“I have in my hand a piece of paper,” says Mr Stevens, CEO of Global Chemicals, echoing Chamberlain in unconscious admission that his promises of a profitable truce in the class war will turn out to be worthless, “which will mean a great deal to all of you. Wealth in our time!”
The ex-miners, crowded around the gates of the closed pit, are unimpressed.
“When the National Coal Board were forced to close the pit last year…” Stevens begins.
“It were a shame, that was!” heckles one of the workers, in Ignorant Yokel Speak.
“No, my friends,” says Stevens chummily, presenting himself as one of them, “we must not be bitter. We must face the facts.”
Note the ‘we’; the most abused word in political discourse. As in ‘we’re all in this together’.
“Coal is a dying industry,” asserts Stevens.
The miners shout “Rubbish! Rubbish!”
When it happens in reality, the idea that the mines had to shut because they were unprofitable will be rubbish. Mining was always subsidised.

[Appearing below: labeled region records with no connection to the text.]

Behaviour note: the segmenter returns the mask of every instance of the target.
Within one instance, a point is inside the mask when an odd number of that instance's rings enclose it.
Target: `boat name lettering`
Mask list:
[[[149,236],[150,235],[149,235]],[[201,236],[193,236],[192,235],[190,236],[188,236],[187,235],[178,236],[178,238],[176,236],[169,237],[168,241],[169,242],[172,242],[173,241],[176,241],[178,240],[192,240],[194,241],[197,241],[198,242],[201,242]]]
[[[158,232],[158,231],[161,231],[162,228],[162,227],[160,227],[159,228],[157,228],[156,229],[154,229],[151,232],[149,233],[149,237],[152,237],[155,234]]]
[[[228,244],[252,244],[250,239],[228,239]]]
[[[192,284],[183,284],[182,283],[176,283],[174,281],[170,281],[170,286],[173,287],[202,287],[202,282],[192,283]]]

“Oil is our future now and the government agrees with me. They have not only given us the go-ahead for our plans, they have promised us money for future expansion!” So the state is now subsidising a private company instead of nationalised coal and people’s jobs. “I have it here in black and white!”

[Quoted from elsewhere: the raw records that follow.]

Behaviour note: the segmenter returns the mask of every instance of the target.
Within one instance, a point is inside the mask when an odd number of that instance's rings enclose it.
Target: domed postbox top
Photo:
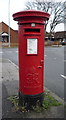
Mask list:
[[[46,21],[49,17],[50,15],[48,13],[37,10],[26,10],[13,14],[13,19],[18,22],[20,21],[21,23],[31,23],[31,21],[38,22],[38,20]]]

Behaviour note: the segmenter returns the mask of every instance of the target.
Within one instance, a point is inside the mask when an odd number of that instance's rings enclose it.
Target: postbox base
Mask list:
[[[37,95],[24,95],[19,92],[19,105],[26,106],[31,109],[32,106],[42,106],[44,100],[44,93]]]

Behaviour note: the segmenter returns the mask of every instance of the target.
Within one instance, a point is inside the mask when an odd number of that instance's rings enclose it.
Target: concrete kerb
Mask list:
[[[11,60],[7,59],[12,65],[14,65],[17,69],[19,69],[19,67],[13,63]],[[51,96],[53,96],[57,101],[61,102],[64,105],[64,100],[61,99],[59,96],[57,96],[55,93],[53,93],[51,90],[49,90],[48,88],[45,87],[45,90],[49,91]]]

There is general cheering. This story represents the working class, via the conduit of Welshness, as idiots. The feckless, changeable, easily-swayed mob – a trope that goes back a long way.
“Money for all of us! More jobs, more housing, more cars!” The promise of returned prosperity in the depths of the 70s.
In terms of when it was made, this is an odd scene. Miners were powerful and militant in 1973. They were unionised and they were winning. They weren’t sacked, helpless, grumbling no-hopers, stuck on the sidelines.
In terms of the future, however, this scene is actually prescient. By the late-90s, British mining – together with so much manufacturing industry – had been deliberately destroyed by the Tories, partly from a pure ideological objection to the idea of powerful workers and unions, partly as revenge for the miners bringing down Heath in ’74 (the year after this story was broadcast). Huge numbers of traditional working class jobs were annihilated by the Conservatives. Working class communities were wrecked in the process. In many ways, the sight of a crowd of workers, made redundant, closed out of their sold-off and shut-down workplace, listening to speeches about how coal is dead, being fraudulently told that their future lies in the trickle-down effect of private profit, is a sight that predicts the result of Thatcherism.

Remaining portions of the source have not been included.